А пока всякое мгновение по-прежнему кончалось вздохом, ведь приходило, как было сказано, лишь порой, и лишь ненадолго.
Часы на стене отбили шесть пополудни.
– Пойду, закончу… – Елена удалилась.
Галина Николаевна вздохнула и прошла на кухню.
– Да… в поисках хлеба, – Борис Семенович заложил руки за спину и прошелся взад и вперед. – А знаешь, – громко, чтобы дочь услышала, бросил он, – почти все люди считают себя нормальными… То есть не хуже других.
– Думаю, не новость, – ответ подчеркивал и готовность, и решимость отстоять свою точку зрения, что было не просто характером Лены, а унаследованной чертой, с которой так часто борются в своих детях родители, забывая о себе. И это тоже огорчало тепло.
– И почти каждый в жизни считает главным… выставить себя другим в выгодном свете. Коли он не хуже, – услышала она. – А для этого… не только идут на ложь, хвастовство, но и стараются оповестить всех о таких обретениях. Порой, даже по-хамски. И понятно, столько упирались. К примеру, демонстрировать начитанность, хорошие манеры, успешность и так далее. Узнаешь? И ведь на что почву променяли? На тридцать сребреников. – Ответа не было. – Даже одежда служит цели представить себя… подать. – Отец понизил голос. – На это тратятся дни, недели, годы, вся жизнь. Да что там… ни одна минута не проходит вне заботы о лжи. Постоянно делать такое трудно, а если еще и воспитание… мучается человек. Ведь цель требует сжигать совесть. Сначала маленькую частичку. Потом больше. Наконец, она замолкает. А он обманывает себя, думая, что так и надо, уже не замечая… Короче, успех – такое магическое заклинание у них.
– Папа, ты говорил об этом Крамаренко, – донеслось из спальни. – Я слышала, с выводами знакома. – Женщина прислушалась: шарканье тапок участилось. «Волнуется, ни к чему это… – мелькнуло в голове. – Надо бы сгладить».
Но зал жил другим:
– И все-таки случается, очень редко, человек понимает, что цель была ложной – маскировка тяжелых недугов души. Начитанностью-то. И останавливается. Или останавливают, как угодно. Что душа поражена у каждого. А недугов много.

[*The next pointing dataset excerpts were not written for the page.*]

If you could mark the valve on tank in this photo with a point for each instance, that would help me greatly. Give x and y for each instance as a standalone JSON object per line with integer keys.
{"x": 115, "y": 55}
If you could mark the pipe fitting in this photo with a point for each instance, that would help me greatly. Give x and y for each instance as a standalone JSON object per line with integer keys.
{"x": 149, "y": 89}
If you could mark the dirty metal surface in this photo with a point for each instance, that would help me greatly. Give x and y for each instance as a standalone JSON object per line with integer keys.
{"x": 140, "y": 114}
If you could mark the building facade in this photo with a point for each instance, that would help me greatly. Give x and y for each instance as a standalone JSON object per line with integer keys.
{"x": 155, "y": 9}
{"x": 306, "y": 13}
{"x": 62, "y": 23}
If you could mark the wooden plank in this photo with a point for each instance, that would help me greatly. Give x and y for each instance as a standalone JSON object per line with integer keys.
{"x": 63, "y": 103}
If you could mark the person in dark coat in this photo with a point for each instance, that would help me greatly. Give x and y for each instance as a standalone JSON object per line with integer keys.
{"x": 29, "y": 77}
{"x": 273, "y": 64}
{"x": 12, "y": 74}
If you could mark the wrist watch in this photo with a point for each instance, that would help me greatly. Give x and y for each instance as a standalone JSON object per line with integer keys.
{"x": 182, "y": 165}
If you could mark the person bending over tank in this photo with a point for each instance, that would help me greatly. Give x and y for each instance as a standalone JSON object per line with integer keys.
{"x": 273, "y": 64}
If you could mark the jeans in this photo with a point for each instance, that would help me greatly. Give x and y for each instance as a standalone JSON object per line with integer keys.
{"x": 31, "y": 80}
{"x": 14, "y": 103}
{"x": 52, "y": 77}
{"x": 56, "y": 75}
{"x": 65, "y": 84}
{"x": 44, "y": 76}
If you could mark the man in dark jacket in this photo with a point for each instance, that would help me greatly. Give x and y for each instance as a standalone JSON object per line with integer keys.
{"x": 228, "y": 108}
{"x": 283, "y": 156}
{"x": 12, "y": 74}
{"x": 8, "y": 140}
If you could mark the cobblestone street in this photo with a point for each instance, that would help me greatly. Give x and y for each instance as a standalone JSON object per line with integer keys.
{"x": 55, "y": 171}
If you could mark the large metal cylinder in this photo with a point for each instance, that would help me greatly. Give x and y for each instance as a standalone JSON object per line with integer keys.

От очевидных – склонности к алкоголю, краже, обману… к тем же плотским утехам… до скрытых – зависти, старанию выглядеть эрудитом… знатоком, я повторюсь. Как этот… твой знакомый… Даже бравируют… Вон, книжонка вышла: «Как прослыть интеллектуалом». Заметь, цель – прослыть, а не стать. Изобретен новый тип хороших манер. Подмена. Суррогат. Эрзац. Так вот, если человека озаряет, что это болезнь – останавливается.